5 Outstanding Single Player Xbox 360 Campaigns
As my gaming experience slowly transitions more and more onto Xbox One, I thought it would be fun to look back at my 5 favorite campaigns from Xbox 360. These 5 games rose to the top for different reasons. Some purely the stories and concepts, others for the wide variety of things the game asked of you. Regardless of the reason, each game contained a unique experience that has stayed with me and risen to the top among all the other games I’ve played over the years on 360. In no particular order, here are my 5 Outstanding Single Player Xbox 360 Campaigns.
There are few games I’ve played that gave me as much satisfaction as Dead Space. On the surface, it just looks like another gory shooter, but there is so much more depth to it than that. You can’t help but sympathize for the character you play as, (an engineer named Isaac) and the fact that he has no dialogue helps you to feel his isolation and fear even more. To not ever hear the character speak, you aren’t treating him as someone else. This makes it easier to picture yourself in his situation as your own thoughts and reactions to playing the game help fill in the narrative.
The interface alone was something I very much enjoyed, as your weapon selection and inventory menus were provided in-game, via holograms. I thought that was a very cool idea, as it kept you in the moment as opposed to stepping out and looking at a paused menu whenever things got tough and you needed a break. This way you were forced to make your decisions as your character is still interacting with the environment – and the nasty creatures within it. The music cues are obviously timed purposely to try and startle the player and I’m not embarrassed to say they were successful on more than on occasion. Dead Space was followed up by 2 excellent sequels in my opinion, but it was the original that really caught my attention.
Let’s not kid ourselves: Arkham Asylum was a fantastic game. The flowing combat sequences were unparalleled, the story line was great and actually having Kevin Conroy and Mark Hamill provide the voices of Batman/Bruce Wayne and The Joker respectively was the icing on the cake. Also, the breaking of the fourth wall is something I’ll never forget. Batman: Arkham City just expanded on everything to make it even bigger and better.
With numerous side missions, riddles and collectibles hidden all over the map, there is always something to do in this game. The amount of villains you face is excellent, not to mention the different tactics you’re forced to use to take them out. The fight with Mr. Freeze is a prime example of that. I also had no problem playing a few levels as Catwoman. Her attitude and mannerisms were captured perfectly and added just another element to an already fantastic game.

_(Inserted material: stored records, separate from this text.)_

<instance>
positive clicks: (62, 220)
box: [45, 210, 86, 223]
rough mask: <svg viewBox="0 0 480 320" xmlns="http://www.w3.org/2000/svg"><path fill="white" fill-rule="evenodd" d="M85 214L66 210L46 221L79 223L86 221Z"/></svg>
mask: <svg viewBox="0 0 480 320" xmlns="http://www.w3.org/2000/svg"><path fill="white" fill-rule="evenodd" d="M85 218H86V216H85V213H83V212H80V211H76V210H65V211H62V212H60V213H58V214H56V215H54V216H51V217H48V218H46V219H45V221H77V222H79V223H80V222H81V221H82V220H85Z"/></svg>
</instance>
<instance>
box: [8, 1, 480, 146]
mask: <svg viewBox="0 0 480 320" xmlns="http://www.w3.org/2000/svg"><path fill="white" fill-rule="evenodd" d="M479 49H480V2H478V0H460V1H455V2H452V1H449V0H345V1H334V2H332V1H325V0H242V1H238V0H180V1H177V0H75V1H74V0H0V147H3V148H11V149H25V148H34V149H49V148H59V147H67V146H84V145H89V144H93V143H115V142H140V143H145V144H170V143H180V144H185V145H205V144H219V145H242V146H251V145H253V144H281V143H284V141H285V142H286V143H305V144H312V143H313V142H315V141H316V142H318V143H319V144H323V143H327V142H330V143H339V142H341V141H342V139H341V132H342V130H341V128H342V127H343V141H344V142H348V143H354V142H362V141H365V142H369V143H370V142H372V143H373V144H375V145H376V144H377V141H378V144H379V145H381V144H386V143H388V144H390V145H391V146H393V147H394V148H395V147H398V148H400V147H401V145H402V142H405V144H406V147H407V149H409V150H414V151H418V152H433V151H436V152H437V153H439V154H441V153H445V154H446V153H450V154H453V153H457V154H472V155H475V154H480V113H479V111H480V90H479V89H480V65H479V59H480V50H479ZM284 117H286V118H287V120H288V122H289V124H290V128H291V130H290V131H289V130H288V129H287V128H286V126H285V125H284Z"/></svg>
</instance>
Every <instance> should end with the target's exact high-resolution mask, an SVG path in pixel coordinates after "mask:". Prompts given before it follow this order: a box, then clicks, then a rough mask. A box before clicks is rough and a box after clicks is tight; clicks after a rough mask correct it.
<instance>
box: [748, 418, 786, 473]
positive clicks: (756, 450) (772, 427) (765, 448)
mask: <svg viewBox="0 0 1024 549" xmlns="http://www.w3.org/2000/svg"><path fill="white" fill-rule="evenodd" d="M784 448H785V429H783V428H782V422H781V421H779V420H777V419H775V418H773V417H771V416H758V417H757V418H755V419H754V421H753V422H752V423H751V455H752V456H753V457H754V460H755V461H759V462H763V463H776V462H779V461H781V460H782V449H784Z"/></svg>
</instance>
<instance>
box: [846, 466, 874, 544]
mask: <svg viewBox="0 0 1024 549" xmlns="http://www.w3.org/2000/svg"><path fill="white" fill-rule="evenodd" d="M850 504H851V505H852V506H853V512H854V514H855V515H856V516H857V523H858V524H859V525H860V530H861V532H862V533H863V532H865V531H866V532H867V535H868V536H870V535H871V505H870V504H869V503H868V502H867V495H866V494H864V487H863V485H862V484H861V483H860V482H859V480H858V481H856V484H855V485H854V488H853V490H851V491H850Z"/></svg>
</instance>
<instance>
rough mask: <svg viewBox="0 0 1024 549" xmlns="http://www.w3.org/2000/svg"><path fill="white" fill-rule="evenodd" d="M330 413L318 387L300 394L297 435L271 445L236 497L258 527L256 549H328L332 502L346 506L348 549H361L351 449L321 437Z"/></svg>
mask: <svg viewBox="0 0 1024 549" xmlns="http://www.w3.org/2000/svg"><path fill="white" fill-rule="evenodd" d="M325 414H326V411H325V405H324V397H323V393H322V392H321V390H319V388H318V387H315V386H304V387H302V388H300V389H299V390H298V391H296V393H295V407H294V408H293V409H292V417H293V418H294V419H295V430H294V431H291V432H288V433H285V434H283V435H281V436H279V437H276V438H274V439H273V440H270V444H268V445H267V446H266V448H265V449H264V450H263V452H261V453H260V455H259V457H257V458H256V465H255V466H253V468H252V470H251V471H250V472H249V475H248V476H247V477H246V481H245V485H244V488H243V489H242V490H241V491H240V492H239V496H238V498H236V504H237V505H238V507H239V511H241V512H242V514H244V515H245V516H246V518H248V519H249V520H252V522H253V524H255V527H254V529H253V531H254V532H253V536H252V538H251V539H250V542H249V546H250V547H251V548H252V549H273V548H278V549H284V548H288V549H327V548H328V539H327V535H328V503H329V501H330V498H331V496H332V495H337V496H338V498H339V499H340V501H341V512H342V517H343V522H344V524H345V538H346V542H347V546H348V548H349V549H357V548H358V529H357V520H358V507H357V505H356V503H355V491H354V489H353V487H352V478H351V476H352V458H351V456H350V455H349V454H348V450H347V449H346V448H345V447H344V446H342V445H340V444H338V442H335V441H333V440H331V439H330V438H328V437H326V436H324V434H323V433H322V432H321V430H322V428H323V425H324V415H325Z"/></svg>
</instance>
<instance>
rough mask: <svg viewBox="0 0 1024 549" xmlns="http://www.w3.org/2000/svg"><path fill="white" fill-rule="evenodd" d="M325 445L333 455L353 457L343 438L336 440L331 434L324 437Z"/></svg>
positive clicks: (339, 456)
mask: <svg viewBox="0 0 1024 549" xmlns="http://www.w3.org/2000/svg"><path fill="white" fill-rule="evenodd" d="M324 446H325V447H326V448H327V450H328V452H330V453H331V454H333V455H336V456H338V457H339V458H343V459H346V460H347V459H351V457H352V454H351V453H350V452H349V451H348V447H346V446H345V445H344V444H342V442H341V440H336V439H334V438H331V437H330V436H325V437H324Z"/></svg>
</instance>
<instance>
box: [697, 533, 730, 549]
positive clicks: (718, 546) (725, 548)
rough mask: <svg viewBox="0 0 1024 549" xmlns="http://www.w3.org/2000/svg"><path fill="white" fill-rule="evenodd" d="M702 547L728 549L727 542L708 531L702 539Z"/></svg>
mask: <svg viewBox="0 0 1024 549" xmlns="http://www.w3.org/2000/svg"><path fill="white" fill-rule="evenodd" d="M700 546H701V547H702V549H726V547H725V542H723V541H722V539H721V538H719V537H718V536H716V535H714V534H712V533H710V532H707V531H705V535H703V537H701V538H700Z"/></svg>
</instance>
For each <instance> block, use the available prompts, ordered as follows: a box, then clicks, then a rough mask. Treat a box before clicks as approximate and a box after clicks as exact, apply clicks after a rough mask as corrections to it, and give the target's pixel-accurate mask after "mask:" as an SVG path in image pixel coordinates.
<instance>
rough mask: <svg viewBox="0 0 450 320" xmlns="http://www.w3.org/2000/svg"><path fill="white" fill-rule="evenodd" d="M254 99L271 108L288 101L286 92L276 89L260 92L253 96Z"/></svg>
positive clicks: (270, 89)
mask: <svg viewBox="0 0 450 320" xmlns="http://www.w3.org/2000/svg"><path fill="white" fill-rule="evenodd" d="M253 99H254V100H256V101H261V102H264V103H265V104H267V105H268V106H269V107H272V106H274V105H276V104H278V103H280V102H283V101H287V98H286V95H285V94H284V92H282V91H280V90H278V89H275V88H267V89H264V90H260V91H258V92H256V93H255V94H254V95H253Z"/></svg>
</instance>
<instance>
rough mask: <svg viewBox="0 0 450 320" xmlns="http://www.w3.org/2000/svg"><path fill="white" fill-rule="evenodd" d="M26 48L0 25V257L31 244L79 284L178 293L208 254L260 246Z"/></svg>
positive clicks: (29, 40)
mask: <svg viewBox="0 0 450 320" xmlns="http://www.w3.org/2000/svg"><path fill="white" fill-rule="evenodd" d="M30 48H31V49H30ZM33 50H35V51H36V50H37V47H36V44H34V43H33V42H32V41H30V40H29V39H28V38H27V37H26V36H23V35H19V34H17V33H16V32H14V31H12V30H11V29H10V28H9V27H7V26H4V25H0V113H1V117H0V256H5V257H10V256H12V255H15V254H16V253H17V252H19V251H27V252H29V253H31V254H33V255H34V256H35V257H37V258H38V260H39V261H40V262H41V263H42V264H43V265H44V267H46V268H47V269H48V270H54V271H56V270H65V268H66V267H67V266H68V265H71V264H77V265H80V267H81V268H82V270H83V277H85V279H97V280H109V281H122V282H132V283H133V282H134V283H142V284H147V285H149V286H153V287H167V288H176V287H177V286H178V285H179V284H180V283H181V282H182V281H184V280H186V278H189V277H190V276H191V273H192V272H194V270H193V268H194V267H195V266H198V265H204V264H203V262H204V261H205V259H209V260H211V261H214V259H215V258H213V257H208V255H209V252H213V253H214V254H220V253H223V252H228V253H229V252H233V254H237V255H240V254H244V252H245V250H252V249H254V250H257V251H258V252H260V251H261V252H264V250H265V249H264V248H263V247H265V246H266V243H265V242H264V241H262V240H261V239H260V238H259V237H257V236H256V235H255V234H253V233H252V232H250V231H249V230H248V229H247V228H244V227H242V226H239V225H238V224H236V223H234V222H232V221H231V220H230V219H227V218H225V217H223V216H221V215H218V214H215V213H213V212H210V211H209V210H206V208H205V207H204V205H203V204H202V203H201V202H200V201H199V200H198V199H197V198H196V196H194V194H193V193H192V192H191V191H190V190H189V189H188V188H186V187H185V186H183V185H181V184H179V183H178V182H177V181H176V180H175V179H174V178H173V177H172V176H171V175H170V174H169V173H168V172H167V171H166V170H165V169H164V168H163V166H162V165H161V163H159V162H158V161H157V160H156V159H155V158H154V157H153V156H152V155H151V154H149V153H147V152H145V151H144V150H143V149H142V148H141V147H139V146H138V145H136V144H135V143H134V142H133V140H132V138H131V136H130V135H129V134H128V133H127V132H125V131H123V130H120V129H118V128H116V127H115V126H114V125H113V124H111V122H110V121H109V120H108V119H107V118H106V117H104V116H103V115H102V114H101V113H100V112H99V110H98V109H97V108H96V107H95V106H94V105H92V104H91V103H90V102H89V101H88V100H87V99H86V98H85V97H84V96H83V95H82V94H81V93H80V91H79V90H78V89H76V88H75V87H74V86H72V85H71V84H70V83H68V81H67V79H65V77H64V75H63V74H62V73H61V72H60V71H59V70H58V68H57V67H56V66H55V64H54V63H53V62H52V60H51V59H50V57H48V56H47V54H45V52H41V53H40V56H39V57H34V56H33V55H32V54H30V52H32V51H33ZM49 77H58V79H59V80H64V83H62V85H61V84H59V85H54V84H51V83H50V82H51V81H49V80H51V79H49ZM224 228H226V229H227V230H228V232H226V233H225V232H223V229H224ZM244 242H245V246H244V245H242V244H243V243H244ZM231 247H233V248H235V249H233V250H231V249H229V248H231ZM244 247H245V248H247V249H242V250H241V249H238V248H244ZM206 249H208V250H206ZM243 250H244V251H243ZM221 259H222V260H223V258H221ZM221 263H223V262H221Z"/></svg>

My first memory of Bioshock was watching over my friend’s shoulder as his character was trying to fight off a massive opponent in an old-style diving suit & mask and I couldn’t help but wonder: what IS this game and why aren’t I playing it??
For me, what set this game apart was the setting and the environments. And the story. And the gameplay.
Alright, everything about this game was awesome.
Every level is filled with beautiful and intricate detail, and I remember thinking (at the time) that it was the best digital rendering of water I had ever seen. The time period which this game takes place is absolutely perfect, the voice acting was phenomenal, and the journey your character takes throughout the course of the game as he gains abilities (most of which were far out) and weapons & upgrades is exciting. Bioshock 2 was basically a retread of the original, and while Bioshock: Infinite was a piece of art in its own right (taking the concept to the clouds), for me the original Bioshock will be something I’ll never forget.
I enjoyed Mass Effect 2 more than its predecessor for a few reasons:
1) the search for resources was accomplished by scanning planets as opposed to sending down a shuttle and having to drive around to look for elements (something I found rather time consuming)
2) there seemed to be less time standing in elevators
3) the new characters introduced (mainly Legion and Thane Krios.)
Also, 2 didn’t have the much-maligned ending that 3 possessed. I had never been much of a role playing game guy until the Mass Effect series. I usually find having to manage all your resources and weapons/equipment etc. annoying, but somehow under the guise of science fiction, Mass Effect clicked with me. In ME2 the optional missions became more intense, and the soundtrack picked up right where it left off in 1, which was fantastic in its own right.
I will admit this is the only Saints Row game I’ve played in the series, (and perhaps I’m missing out on something better in other installments) but I can truly say I have never laughed out loud more with any other game I’ve ever played (regardless of console) than Saints Row The Third.
Taking the “sandbox” style that made the Grand Theft Auto series so popular and going WAY overboard with characters and concepts (to a point of lunacy) SR3 is nothing short of pure fun. Perhaps what got me the most is one of the more simpler ideas: character customization. The amount of options available to create your character is quite extensive and really lets you go overboard. Another nice touch was the extreme variety in music. Depending on the class of vehicle you entered, a different radio station would accompany it. Whether it be hip-hop, heavy metal or classical, the music was a great accent to the game. Even some of the banter the host DJ’s had was hysterical.
While not the most thought-provoking plot but chalk full of outlandish activities (Insurance Fraud – throwing yourself in front of moving vehicles to incur the most damage to yourself under a time limit to make money) Saints Row The Third will always be a favorite.